For this array type, you should give as parameter the class of the cell type to use, and not an instance!

Bitsfields

The last aggregate field type that you can use in your parser is the BitsField type. Bits fields are arrays of single bits with a few twists:

  • Each bit has a name

  • Number of bits has to be a multiple of 8 (if it is not, Malcat will round it up to the next multiple of 8)

The constructor for the Bitsfield type is also a bit different. In addition to the usual name and coment keyword parameters, it takes all the Bit() fields, in order, composing the bits field as standard arguments. If one or more bits are not used, which happens a lot in specifications, you can use the special field Nullbits(<number of unspecified bits>) in your bits list.
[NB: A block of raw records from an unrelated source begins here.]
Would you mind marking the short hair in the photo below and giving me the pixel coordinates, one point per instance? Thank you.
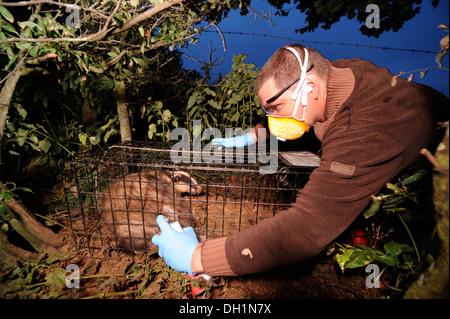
(284, 67)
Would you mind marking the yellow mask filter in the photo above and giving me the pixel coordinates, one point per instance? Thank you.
(287, 128)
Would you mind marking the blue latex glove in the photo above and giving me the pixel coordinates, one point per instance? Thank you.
(237, 141)
(175, 247)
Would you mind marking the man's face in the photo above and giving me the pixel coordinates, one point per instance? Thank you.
(283, 105)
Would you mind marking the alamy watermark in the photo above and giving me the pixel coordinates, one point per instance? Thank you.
(73, 280)
(373, 19)
(186, 152)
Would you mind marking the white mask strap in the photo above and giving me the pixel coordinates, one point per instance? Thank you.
(296, 95)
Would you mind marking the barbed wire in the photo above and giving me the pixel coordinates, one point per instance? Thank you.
(356, 45)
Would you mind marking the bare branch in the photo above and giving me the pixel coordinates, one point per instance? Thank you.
(147, 14)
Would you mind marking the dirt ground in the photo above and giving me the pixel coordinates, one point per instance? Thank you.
(111, 274)
(119, 275)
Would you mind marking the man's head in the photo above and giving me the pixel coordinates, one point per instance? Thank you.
(282, 69)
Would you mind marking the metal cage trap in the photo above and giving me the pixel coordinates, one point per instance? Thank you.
(113, 196)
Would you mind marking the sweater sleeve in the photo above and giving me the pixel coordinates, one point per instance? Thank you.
(354, 166)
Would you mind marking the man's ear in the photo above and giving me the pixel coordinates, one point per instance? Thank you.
(313, 81)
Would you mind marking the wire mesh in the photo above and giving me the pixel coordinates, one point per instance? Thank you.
(113, 196)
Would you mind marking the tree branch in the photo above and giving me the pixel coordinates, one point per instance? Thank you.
(146, 15)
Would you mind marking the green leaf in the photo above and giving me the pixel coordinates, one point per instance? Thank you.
(235, 117)
(6, 196)
(214, 104)
(2, 210)
(29, 24)
(393, 248)
(359, 258)
(342, 259)
(58, 277)
(373, 208)
(6, 14)
(44, 145)
(141, 31)
(415, 177)
(388, 260)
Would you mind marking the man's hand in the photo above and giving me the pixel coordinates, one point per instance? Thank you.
(176, 247)
(237, 141)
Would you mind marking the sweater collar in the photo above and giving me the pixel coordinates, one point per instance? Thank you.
(341, 82)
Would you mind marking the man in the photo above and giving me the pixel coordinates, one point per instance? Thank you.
(370, 132)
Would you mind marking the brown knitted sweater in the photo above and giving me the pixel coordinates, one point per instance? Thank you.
(372, 132)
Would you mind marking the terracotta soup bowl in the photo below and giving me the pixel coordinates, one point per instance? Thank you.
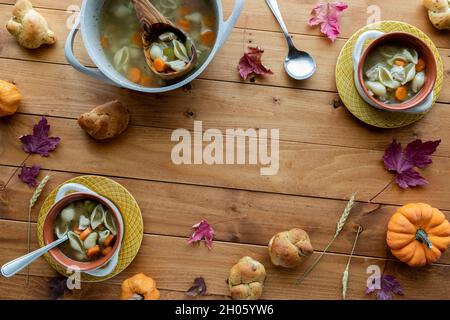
(403, 40)
(49, 233)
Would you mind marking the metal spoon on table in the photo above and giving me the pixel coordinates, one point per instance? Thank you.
(11, 268)
(299, 65)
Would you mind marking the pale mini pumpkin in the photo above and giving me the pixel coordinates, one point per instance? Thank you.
(29, 27)
(9, 98)
(418, 234)
(289, 248)
(439, 13)
(246, 279)
(139, 287)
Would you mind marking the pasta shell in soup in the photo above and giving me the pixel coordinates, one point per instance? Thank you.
(61, 229)
(410, 72)
(91, 240)
(156, 51)
(75, 243)
(418, 82)
(385, 77)
(68, 213)
(102, 235)
(377, 88)
(97, 217)
(109, 222)
(83, 222)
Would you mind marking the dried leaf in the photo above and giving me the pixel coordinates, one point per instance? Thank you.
(327, 16)
(203, 230)
(389, 286)
(403, 163)
(251, 63)
(29, 175)
(198, 289)
(40, 142)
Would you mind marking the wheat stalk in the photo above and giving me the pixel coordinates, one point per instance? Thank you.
(340, 225)
(33, 200)
(346, 273)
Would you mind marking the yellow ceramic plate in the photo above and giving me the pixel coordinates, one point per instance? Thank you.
(131, 215)
(350, 96)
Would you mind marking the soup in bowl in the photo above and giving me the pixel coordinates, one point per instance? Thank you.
(93, 229)
(110, 31)
(396, 72)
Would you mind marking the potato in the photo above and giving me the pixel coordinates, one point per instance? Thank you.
(288, 248)
(246, 279)
(106, 121)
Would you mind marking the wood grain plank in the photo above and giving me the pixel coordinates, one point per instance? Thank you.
(224, 65)
(145, 153)
(174, 266)
(256, 15)
(237, 216)
(15, 289)
(302, 116)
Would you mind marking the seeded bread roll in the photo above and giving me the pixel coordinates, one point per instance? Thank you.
(246, 279)
(288, 248)
(106, 121)
(439, 13)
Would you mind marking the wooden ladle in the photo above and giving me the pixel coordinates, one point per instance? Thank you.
(153, 24)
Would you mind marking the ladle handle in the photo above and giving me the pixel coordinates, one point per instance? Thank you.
(273, 5)
(11, 268)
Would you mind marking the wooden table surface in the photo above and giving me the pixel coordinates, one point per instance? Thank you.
(325, 156)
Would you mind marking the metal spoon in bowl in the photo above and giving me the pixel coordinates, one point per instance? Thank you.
(11, 268)
(299, 65)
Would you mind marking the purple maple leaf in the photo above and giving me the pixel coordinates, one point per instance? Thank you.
(403, 163)
(202, 230)
(39, 142)
(198, 289)
(29, 175)
(388, 286)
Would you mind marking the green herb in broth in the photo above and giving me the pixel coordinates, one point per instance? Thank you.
(120, 36)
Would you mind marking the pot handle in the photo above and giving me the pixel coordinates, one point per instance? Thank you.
(229, 24)
(357, 51)
(70, 56)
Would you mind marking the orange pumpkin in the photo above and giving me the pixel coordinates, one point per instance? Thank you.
(418, 234)
(139, 287)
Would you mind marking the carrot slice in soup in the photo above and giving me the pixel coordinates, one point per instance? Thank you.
(85, 233)
(109, 240)
(93, 251)
(421, 65)
(401, 93)
(184, 24)
(159, 65)
(208, 38)
(134, 75)
(146, 81)
(400, 63)
(106, 251)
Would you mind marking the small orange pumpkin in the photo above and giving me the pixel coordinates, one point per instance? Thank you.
(139, 287)
(418, 234)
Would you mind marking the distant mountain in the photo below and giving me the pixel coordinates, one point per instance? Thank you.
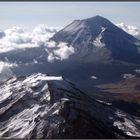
(41, 106)
(97, 39)
(130, 29)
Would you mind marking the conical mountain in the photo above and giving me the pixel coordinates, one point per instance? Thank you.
(97, 38)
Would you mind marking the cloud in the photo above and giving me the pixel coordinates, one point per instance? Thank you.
(18, 38)
(5, 70)
(130, 29)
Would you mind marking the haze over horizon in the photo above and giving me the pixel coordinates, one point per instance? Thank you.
(59, 14)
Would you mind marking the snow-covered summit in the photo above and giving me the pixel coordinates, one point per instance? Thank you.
(42, 106)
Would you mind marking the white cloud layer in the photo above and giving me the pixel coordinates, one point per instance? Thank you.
(5, 70)
(18, 38)
(130, 29)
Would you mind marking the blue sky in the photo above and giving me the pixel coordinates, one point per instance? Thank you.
(59, 14)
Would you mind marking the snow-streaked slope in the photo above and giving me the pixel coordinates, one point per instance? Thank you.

Here is an example take from the PE parser:

process_heap_flags = yield BitsField(
    Bit(name="HEAP_NO_SERIALIZE", comment="serialized access will not be used for this allocation"),
    NullBits(1),
    Bit(name="HEAP_GENERATE_EXCEPTIONS", comment="system will raise an exception to indicate a function failure, such as an out-of-memory condition, instead of returning NULL"),
    Bit(name="HEAP_ZERO_MEMORY", comment="allocated memory will be initialized to zero"),
    NullBits(14),
    Bit(name="HEAP_CREATE_ENABLE_EXECUTE", comment="blocks that are allocated from this heap allow code execution"),
    NullBits(13),
    name="ProcessHeapFlags", comment="heap flags that correspond to the first argument of the HeapCreate function.")
# you get a malcat.FieldAccess back
if process_heap_flags["HEAP_NO_SERIALIZE"]:
    # ...

This code will produce the following field view in the Structure/text view:

../_images/bitsfield.png

A Bitsfield

And that’s it. Note that when you yield bitfields, you also get a malcat.FieldAccess instance back that lets you access individual bits easily.
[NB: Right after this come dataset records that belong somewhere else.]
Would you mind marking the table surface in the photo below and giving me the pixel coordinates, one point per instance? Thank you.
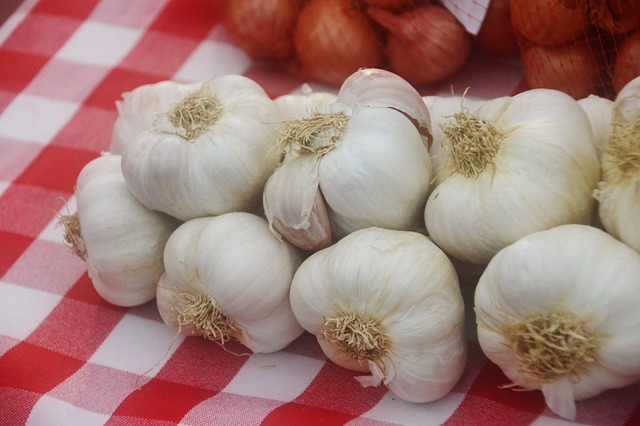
(66, 356)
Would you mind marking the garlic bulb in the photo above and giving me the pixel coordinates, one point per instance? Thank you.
(121, 241)
(515, 166)
(386, 302)
(211, 153)
(357, 161)
(619, 192)
(442, 110)
(138, 110)
(228, 277)
(558, 311)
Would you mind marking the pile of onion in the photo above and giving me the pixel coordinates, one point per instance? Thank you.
(328, 40)
(580, 47)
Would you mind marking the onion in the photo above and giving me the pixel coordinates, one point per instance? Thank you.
(627, 64)
(333, 39)
(425, 44)
(548, 22)
(572, 69)
(615, 16)
(262, 28)
(496, 35)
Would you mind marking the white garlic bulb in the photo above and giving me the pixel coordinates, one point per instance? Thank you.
(139, 109)
(228, 277)
(558, 311)
(387, 303)
(211, 153)
(619, 192)
(516, 165)
(442, 110)
(121, 241)
(357, 161)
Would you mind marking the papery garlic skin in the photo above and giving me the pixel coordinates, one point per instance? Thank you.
(407, 289)
(541, 173)
(441, 110)
(244, 271)
(600, 113)
(139, 109)
(207, 171)
(123, 240)
(618, 193)
(574, 269)
(370, 164)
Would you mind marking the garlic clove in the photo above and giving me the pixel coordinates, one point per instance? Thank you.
(294, 205)
(140, 108)
(375, 87)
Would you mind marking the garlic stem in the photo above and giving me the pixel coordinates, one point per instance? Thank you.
(195, 113)
(316, 134)
(73, 235)
(552, 346)
(200, 311)
(361, 338)
(474, 143)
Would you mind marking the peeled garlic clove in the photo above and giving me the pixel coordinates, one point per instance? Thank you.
(386, 303)
(228, 278)
(375, 87)
(121, 241)
(139, 109)
(558, 311)
(211, 153)
(294, 206)
(516, 165)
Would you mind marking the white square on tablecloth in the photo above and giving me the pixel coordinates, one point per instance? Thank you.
(137, 345)
(35, 119)
(281, 376)
(53, 232)
(213, 59)
(394, 410)
(22, 309)
(54, 412)
(95, 43)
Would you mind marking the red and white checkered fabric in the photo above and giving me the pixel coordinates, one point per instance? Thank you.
(69, 358)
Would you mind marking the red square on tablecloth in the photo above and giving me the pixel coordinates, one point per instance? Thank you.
(162, 400)
(56, 168)
(116, 82)
(42, 34)
(75, 80)
(77, 10)
(159, 53)
(194, 18)
(26, 210)
(31, 368)
(90, 130)
(24, 67)
(15, 157)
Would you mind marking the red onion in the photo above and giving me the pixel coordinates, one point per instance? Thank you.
(333, 39)
(262, 28)
(425, 44)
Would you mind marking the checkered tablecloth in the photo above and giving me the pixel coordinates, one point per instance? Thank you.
(69, 358)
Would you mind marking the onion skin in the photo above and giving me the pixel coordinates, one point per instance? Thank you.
(572, 69)
(627, 64)
(424, 45)
(262, 28)
(548, 22)
(333, 39)
(496, 35)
Exceptions and error handling

Parsers in Malcat are responsible for both parsing and validating their file type. Any exception thrown before the malcat.FileParser.confirm() method has been called will abort the whole parsing all-together and the file won’t be considered of being of the parser’s supported type. Once malcat.FileParser.confirm() has been called from within the parser though, the file type will be set for good, and any subsequent exception will simply be reported in the analysis’s log (you can see the log in the Console window).
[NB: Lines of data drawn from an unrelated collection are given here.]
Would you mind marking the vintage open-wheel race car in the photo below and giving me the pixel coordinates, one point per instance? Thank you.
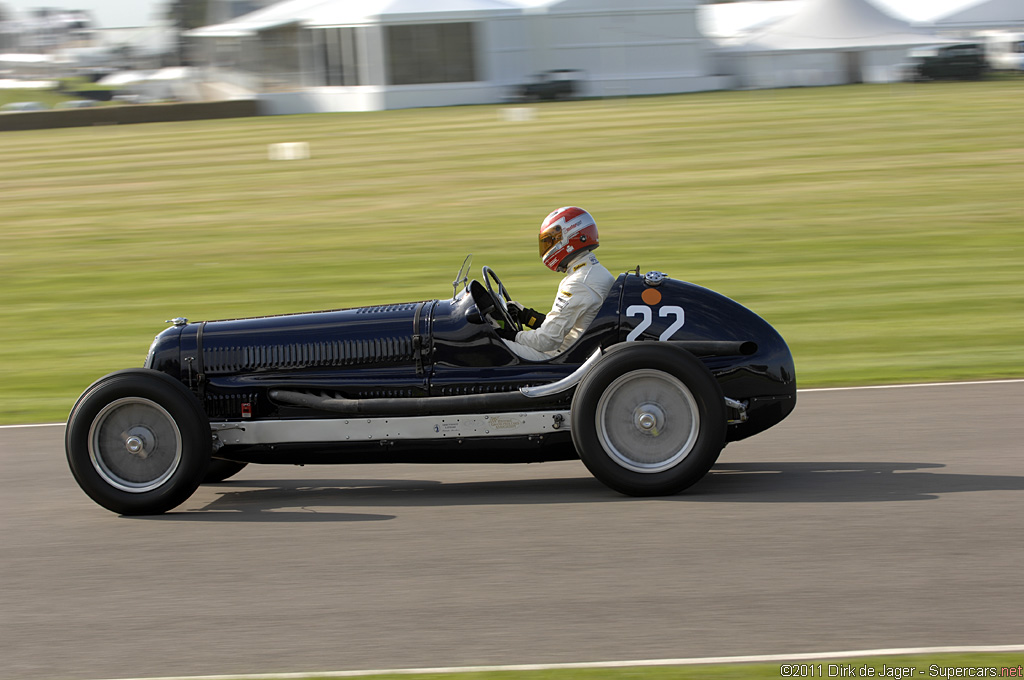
(666, 375)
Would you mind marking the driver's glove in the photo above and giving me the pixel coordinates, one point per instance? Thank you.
(506, 333)
(525, 315)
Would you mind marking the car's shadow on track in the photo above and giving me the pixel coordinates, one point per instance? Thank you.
(839, 482)
(315, 500)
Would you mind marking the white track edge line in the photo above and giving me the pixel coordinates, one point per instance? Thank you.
(807, 390)
(756, 659)
(898, 386)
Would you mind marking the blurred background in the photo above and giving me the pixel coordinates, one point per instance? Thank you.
(849, 169)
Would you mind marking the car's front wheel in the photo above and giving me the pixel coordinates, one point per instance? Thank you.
(138, 442)
(648, 420)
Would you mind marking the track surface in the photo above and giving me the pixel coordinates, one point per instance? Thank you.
(869, 518)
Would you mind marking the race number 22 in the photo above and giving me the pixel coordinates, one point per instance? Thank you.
(646, 317)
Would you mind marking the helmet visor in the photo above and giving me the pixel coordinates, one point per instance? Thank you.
(549, 239)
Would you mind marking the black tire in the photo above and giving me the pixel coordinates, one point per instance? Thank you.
(220, 469)
(138, 442)
(648, 419)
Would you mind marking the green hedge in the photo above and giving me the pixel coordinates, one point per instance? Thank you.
(163, 113)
Now that’s all nice and good, but which type of exceptions are available to your parser? Malcat defines the base type ParsingError, which is the only type of exception which can be safely thrown from your parser.

Warning

Any exception not inheriting from ParsingError risen from your parser will be considered as a bug by Malcat: the exception will be displayed in red in the Console window and the analysis will be considered as unsuccessful. Please handle all the edge cases properly in your parsing code.

Inheriting from the class ParsingError are 4 additional exceptions that you may use and/or encounter:

FatalError(ParsingError):

You should raise a FatalError exception when you encounter invalid data or structure not respecting the specifications and want to abort the parsing.

OutOfBoundError(ParsingError):

This exception will be risen by Malcat if you try to:

  • Read outside of the file boundaries using any of the read_* methods

  • Yield a structure outside of the file boundaries

SuperposingError(ParsingError):

This exception will be risen by Malcat if you yield a structure/a field and this structure/field overlaps an already-defined structure/field

InvalidPassword(ParsingError):

You can raise this error from an unpack method to notify the user that the file requires a different password to be open (cf. The Virtual File System).

You can of course define your own parsing exceptions, just make sure it inherits from ParsingError.

File layout / regions

Another responsibility of the parser is reconstructing the layout of the analysed file. It means slicing the file into different regions with a meaningful name and permissions. In the Summary view, the layout is displayed visually:

../_images/summary_layout.png

The file layout as displayed in the summary view

For most file types, this is an optional task: it just helps the user to know what the file is made of. For programs though, it is a crucial step: it will tell Malcat which part of the file are loaded in memory, and at which address. This is vital information for many analyses, such as the disassembler, function recovery, debug information parsing, string scanner, etc.

Note

If you don’t define any section, Malcat will automatically create one for you named "unparsed" and covering the whole file. On the other hand, if you add one or more sections but it/they don’t cover all the file, Malcat will automatically fill the gaps with sections named:

  • "header", for the section gap at the beginning of the file

  • "gap", for all the gaps in the iddle of the file

  • "overlay", for the section gap between the last defined section and the end of the file

In order to inform Malcat about the layout of the file, you can use the following three functions:

  • FileTypeAnalyzer.set_imagebase(): This will tell Malcat what is the base memory address at which the file will be loaded. Only makes sense for program loaded in memory.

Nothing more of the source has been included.